Streets of Fire (1984)

3 Stars (out of 4)

Blue Shadows

By Jeffrey M. Anderson

After the success of 48 Hrs., filmmaker Walter Hill chose to make this strange, terrific "Rock 'n' roll fable," set in "another time, another place." Located in the shadowy world beneath the elevated trains and colored in neons, it's sort of a hybrid of 1950s and 1980s styles, giving it a deliberately non-realistic style (it's like Coppola's One from the Heart but with more fighting).

Michael Paré stars as the stoic hero, Tom Cody, back from military service, looking shaggy and burned-out; he crashes with his sister (Deborah Van Valkenburgh). A group of thugs led by Raven Shaddock (Willem Dafoe) kidnaps a hot singer Ellen Aim (Diane Lane, her singing voice dubbed by others), for no particular reason. Ellen's manager and new boyfriend, Billy Fish (Rick Moranis), hires Cody to help get her back, not knowing that Cody and Ellen have a sexy history. A tomboyish ex-military mechanic, McCoy (Amy Madigan), helps. Along the way, a pop group called The Sorels (one of their members is Robert Townsend, who went on to become a filmmaker himself) also joins in; they wound up with the movie's biggest hit, "I Can Dream About You" (sung by Dan Hartman).

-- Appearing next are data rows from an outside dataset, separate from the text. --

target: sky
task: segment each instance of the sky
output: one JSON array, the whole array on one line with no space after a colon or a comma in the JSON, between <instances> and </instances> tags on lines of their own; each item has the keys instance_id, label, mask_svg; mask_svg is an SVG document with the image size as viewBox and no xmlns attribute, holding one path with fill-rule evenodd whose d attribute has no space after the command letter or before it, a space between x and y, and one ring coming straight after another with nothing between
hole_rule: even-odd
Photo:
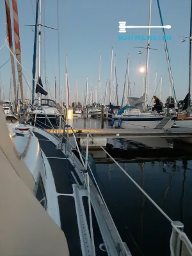
<instances>
[{"instance_id":1,"label":"sky","mask_svg":"<svg viewBox=\"0 0 192 256\"><path fill-rule=\"evenodd\" d=\"M43 28L42 33L42 77L48 77L51 94L54 96L54 77L60 86L63 97L65 95L65 56L67 56L70 102L74 100L77 79L78 98L83 103L83 93L88 77L89 90L92 81L93 99L95 86L99 86L99 54L101 54L101 88L104 95L106 79L110 79L111 49L116 55L116 78L120 104L124 86L127 54L129 53L131 95L134 86L134 97L142 92L145 74L139 72L145 67L147 50L134 47L147 47L147 41L141 40L119 40L122 34L118 32L118 22L126 21L127 25L148 26L149 0L58 0L59 15L57 15L57 0L42 0L42 23L58 28L58 30ZM12 1L10 1L11 3ZM188 90L189 40L181 42L180 36L189 35L190 0L159 0L164 24L172 26L165 29L166 35L172 36L167 41L174 86L177 100L184 99ZM17 0L22 65L25 77L31 89L34 27L24 27L35 24L35 0ZM58 20L59 28L58 28ZM156 0L152 3L152 26L161 26ZM125 35L147 36L147 28L127 29ZM160 28L151 29L152 35L161 35ZM0 47L6 36L6 19L4 0L0 1ZM58 47L58 38L60 47ZM165 102L170 95L170 80L163 40L150 41L148 60L149 102L154 92L156 73L157 83L163 76L161 100ZM141 51L139 54L138 51ZM58 56L60 55L60 66ZM10 58L5 46L0 50L0 67ZM16 69L17 70L17 69ZM0 86L3 86L5 98L8 99L11 65L8 61L0 68ZM24 94L28 86L24 79ZM159 97L159 87L156 95ZM13 91L13 90L12 90ZM59 92L57 92L57 97Z\"/></svg>"}]
</instances>

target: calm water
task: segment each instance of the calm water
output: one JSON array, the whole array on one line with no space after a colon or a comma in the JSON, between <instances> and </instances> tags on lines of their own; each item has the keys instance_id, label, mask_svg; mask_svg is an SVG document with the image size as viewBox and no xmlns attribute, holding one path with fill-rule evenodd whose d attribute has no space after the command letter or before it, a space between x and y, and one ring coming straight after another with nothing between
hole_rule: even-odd
<instances>
[{"instance_id":1,"label":"calm water","mask_svg":"<svg viewBox=\"0 0 192 256\"><path fill-rule=\"evenodd\" d=\"M76 119L73 125L100 128L100 121ZM104 127L108 126L106 122ZM173 220L184 224L184 231L192 241L192 161L160 159L120 165ZM115 164L97 164L96 167L99 185L132 255L170 256L169 221Z\"/></svg>"}]
</instances>

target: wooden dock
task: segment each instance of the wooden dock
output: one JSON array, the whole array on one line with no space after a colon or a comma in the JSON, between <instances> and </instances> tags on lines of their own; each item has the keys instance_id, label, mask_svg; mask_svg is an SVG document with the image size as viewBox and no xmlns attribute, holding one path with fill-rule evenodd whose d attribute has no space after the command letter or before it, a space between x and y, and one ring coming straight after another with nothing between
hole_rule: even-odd
<instances>
[{"instance_id":1,"label":"wooden dock","mask_svg":"<svg viewBox=\"0 0 192 256\"><path fill-rule=\"evenodd\" d=\"M47 132L59 134L60 130L47 129ZM192 138L192 129L170 128L166 130L156 129L74 129L76 138L83 138L89 132L93 137L98 138ZM63 133L63 130L61 129ZM69 136L73 136L72 131L68 129Z\"/></svg>"}]
</instances>

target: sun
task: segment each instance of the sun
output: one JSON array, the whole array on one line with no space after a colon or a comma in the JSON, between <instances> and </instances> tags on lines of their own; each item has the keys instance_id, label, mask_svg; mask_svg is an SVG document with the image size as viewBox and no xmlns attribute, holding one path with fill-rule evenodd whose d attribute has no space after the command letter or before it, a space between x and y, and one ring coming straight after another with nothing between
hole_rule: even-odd
<instances>
[{"instance_id":1,"label":"sun","mask_svg":"<svg viewBox=\"0 0 192 256\"><path fill-rule=\"evenodd\" d=\"M143 73L144 71L145 71L145 68L143 68L143 67L141 67L140 68L140 72L141 73Z\"/></svg>"}]
</instances>

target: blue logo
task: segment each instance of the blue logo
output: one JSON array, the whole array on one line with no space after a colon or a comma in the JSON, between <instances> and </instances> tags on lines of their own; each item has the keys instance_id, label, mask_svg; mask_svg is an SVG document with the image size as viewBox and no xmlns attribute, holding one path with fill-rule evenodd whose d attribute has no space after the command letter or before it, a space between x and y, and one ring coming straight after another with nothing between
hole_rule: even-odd
<instances>
[{"instance_id":1,"label":"blue logo","mask_svg":"<svg viewBox=\"0 0 192 256\"><path fill-rule=\"evenodd\" d=\"M124 35L124 36L118 36L118 38L120 41L125 41L125 40L148 40L148 39L150 40L172 40L172 36L163 36L161 35L150 35L150 36L145 36L145 35Z\"/></svg>"}]
</instances>

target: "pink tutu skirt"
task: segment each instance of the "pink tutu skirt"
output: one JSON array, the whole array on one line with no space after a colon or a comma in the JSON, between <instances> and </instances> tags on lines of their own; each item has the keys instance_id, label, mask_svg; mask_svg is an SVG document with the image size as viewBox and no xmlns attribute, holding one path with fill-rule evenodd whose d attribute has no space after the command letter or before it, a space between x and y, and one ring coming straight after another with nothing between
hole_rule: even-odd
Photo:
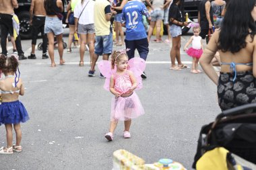
<instances>
[{"instance_id":1,"label":"pink tutu skirt","mask_svg":"<svg viewBox=\"0 0 256 170\"><path fill-rule=\"evenodd\" d=\"M192 47L189 48L189 50L187 50L187 54L192 57L195 57L199 58L203 54L202 49L194 49Z\"/></svg>"},{"instance_id":2,"label":"pink tutu skirt","mask_svg":"<svg viewBox=\"0 0 256 170\"><path fill-rule=\"evenodd\" d=\"M135 92L129 97L114 97L111 102L111 121L129 120L145 114Z\"/></svg>"}]
</instances>

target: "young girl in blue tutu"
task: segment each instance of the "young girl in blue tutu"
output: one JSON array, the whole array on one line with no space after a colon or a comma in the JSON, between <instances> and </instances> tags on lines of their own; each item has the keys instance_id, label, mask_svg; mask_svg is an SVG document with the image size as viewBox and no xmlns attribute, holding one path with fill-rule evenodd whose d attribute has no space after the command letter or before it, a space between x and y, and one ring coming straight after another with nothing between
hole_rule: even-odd
<instances>
[{"instance_id":1,"label":"young girl in blue tutu","mask_svg":"<svg viewBox=\"0 0 256 170\"><path fill-rule=\"evenodd\" d=\"M4 124L6 129L7 146L1 147L0 154L12 154L14 151L21 152L22 130L20 122L29 120L28 112L22 102L18 100L19 95L24 95L24 87L20 78L18 67L19 63L14 55L7 57L0 55L0 72L5 76L0 81L1 102L0 105L0 125ZM16 71L18 70L18 76ZM12 125L16 133L16 144L12 144Z\"/></svg>"}]
</instances>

The daring rescue involves lots of arguing and blowing things up, which is then followed by a big rumble. But it's the movie's atmosphere that makes it something special. It really feels like a bizarre cult film from another dimension, cobbled together from bits of other movies and music videos to make a unique collage. The soundtrack is a bit dated, but the songs work perfectly in this world, especially "Tonight Is What It Means to Be Young." We're dancing for the restless and the brokenhearted, indeed.